Elmo, the furry red puppet from Sesame Street, is one of the world’s most recognizable and lovable characters. But if you saw Kevin Clash walking down the street you would never know he was the man behind the puppet. Constance Marks’ heartfelt documentary, Being Elmo, breaks down that wall and tells Kevin’s amazing story while showing how important Elmo has become to so many people because of him.
With the release of Being Elmo on Netflix Canada, Criticize This! spoke with Marks about the film and how it all came to be. Read our Q&A below.
What led you to tell Kevin’s story?
Constance Marks: My husband is a cameraman at Sesame Street and he came home one day with a recorded greeting for our baby daughter. It was Elmo talking to camera and looking at pictures of her as a baby and I was blown away by the magnanimous nature of this gift. I inquired to my husband who made this for us, who was the person behind Elmo. I had always admired the puppeteering and thought there was so much nuanced extraordinary gestures that belied character in that puppet. So when this all happened I was very curious to know who was behind Elmo.
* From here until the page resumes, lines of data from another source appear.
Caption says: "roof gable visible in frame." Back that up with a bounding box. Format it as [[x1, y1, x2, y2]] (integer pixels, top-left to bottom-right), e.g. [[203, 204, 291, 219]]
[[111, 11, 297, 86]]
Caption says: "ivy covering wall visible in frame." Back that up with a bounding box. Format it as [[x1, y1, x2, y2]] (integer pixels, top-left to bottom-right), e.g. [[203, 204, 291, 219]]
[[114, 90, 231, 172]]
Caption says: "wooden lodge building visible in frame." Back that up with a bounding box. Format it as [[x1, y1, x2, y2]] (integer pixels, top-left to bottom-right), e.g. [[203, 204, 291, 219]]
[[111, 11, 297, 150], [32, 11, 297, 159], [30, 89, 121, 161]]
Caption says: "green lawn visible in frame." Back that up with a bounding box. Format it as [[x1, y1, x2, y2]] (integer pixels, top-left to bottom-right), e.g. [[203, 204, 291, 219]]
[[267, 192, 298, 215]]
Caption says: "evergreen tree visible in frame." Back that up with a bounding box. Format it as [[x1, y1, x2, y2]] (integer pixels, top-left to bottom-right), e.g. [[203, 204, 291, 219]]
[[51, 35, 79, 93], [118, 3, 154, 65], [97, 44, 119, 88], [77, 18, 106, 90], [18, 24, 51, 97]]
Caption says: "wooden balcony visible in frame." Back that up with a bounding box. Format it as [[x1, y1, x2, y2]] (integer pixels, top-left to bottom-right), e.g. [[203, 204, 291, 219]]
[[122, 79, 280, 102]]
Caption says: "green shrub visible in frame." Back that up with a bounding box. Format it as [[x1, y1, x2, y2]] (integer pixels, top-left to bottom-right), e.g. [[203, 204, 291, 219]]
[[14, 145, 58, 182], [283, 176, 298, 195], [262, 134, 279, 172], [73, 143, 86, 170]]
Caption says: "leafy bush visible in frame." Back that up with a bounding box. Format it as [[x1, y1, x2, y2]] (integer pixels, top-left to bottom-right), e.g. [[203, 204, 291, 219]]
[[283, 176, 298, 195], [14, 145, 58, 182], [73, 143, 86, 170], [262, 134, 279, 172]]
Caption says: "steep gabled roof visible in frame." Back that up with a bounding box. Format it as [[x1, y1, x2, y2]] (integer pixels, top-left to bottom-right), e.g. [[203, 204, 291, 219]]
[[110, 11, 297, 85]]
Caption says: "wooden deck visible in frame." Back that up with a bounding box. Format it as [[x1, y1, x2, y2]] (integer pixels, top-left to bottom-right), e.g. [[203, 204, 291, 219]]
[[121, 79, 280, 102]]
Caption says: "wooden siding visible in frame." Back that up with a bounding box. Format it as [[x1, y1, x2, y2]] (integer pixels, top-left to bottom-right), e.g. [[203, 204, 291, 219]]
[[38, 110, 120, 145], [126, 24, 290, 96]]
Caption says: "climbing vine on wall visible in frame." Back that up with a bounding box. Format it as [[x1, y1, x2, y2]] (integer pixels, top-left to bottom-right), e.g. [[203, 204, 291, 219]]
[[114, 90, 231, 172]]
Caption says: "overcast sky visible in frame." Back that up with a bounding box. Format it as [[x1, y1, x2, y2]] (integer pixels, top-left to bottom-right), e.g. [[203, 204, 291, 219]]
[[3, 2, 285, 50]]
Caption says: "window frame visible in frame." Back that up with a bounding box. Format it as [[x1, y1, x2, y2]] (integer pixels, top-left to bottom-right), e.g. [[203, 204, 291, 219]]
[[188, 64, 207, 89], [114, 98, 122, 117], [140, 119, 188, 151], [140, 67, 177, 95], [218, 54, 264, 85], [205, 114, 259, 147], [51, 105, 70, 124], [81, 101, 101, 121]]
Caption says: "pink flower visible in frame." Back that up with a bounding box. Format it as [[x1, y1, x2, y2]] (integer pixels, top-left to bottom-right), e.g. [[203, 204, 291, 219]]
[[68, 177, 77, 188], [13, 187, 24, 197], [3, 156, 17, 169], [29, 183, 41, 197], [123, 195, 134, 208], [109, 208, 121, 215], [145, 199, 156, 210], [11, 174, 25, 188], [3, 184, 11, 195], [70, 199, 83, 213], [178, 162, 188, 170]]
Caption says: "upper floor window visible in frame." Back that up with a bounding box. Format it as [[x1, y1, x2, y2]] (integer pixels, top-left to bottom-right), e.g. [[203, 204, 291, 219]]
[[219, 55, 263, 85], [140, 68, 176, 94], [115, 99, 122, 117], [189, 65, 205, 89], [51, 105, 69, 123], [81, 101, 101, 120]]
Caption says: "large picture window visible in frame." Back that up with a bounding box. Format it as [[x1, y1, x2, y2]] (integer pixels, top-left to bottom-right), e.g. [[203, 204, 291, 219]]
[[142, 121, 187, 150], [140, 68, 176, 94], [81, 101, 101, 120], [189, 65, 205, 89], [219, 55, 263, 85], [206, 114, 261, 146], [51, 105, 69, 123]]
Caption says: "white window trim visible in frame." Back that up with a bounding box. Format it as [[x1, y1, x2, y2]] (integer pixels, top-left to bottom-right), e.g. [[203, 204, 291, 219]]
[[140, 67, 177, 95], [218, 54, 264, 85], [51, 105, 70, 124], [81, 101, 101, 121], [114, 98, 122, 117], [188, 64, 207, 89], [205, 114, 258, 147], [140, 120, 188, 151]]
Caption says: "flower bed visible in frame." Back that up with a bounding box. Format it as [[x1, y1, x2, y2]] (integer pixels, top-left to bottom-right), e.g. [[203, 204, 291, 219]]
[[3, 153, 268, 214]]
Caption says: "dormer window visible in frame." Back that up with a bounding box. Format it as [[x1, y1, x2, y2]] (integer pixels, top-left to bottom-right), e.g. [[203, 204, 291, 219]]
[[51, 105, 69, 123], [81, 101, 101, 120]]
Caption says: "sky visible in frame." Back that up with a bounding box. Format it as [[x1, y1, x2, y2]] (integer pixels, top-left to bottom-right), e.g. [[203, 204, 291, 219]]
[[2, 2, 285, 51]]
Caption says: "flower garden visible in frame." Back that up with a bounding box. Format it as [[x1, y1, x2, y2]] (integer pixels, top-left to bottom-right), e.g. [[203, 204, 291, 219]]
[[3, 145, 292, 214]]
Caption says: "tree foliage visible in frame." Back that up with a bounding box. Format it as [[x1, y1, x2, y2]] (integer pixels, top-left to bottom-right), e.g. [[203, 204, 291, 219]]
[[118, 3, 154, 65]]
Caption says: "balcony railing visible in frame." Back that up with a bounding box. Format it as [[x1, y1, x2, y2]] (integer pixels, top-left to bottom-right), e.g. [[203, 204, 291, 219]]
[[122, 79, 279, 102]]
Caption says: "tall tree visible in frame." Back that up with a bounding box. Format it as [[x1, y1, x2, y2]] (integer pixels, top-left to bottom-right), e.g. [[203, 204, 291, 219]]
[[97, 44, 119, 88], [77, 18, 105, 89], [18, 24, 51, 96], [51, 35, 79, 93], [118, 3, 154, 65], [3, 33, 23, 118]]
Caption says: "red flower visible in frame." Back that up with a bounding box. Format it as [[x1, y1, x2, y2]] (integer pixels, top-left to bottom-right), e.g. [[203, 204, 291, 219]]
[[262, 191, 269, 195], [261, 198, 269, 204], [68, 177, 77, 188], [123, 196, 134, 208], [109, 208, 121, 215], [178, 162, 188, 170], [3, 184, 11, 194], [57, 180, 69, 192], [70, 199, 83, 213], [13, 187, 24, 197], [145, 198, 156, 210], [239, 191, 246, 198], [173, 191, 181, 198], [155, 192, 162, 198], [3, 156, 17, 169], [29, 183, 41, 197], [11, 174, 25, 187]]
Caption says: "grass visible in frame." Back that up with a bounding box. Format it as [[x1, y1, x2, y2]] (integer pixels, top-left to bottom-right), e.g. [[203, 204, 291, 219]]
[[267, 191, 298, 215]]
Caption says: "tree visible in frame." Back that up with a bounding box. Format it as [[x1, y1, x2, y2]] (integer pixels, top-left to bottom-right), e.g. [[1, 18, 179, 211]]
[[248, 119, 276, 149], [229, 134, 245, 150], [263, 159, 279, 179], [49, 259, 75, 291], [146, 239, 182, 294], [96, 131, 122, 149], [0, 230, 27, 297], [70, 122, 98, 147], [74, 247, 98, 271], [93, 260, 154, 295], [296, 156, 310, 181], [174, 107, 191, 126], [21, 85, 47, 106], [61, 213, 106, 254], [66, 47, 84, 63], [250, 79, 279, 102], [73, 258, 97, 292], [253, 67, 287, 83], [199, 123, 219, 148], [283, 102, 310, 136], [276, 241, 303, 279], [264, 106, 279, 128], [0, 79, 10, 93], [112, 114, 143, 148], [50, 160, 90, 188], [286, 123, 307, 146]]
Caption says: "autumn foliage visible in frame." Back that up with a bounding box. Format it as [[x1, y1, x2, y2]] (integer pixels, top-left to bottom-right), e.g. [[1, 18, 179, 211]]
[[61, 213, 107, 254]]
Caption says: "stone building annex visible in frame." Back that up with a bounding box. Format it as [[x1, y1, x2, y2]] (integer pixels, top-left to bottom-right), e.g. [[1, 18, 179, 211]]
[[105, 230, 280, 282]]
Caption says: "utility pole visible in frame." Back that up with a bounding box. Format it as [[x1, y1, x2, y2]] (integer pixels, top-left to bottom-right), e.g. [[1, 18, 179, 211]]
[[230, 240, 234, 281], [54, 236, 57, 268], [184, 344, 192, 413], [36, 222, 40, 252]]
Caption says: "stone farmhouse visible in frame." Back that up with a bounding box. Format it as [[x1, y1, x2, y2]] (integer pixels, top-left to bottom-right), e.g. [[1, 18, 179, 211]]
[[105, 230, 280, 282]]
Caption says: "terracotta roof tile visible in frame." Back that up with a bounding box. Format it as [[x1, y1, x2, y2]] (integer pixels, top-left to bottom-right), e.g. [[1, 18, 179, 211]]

The next time my husband was on the set I got him to get Kevin’s information, we made a lunch date and we were off and running.
Was Kevin into the idea right away?
CM: He knew my husband so there was already a familiarity. He asked to see some of our other work and I think he was very interested providing he could trust us. We were very lucky to be able to tell his story and win his trust that way.
What was the biggest surprise for you during the production?
CM: The biggest surprise was watching Kevin and seeing how there was nothing that came his way that was too big or too small an undertaking. If there was a problem on set where someone would slip on some sawdust, he’d stop shooting, get a broom, clean it up, put the puppet back on and get going again. On the other hand, there were stories that if there was a dying child, he would get tickets right away to go be with that child at the family’s request. You get the drift that the generosity of this man was very enlightening and overwhelming to watch it in person. It was really very touching.
How long did you work on the film?
CM: It took six and a half years from the first day of talking to Kevin to taking it to Sundance.
What do you hope the audience takes away from the film?
CM: When people ask me that question I never know how to answer because it doesn’t really matter what I want them to take away. What they have been taking away has been awesome. It’s been the feeling that you have a dream and you stick with it. You get bullied and you put it out of your mind. You set your goal and your sights and you go for it. You surround yourself with supportive people and shoot for the stars. That’s been the take away I’ve been observing people have had with the film and I think that’s great.
Do you have a subject for your next film yet?
I do. But I haven’t nailed it yet. I’m very close to getting their approval. Again, it’s all about access and trust. I’m hoping it will come in the next few weeks.
Being Elmo is now available to stream on Netflix Canada.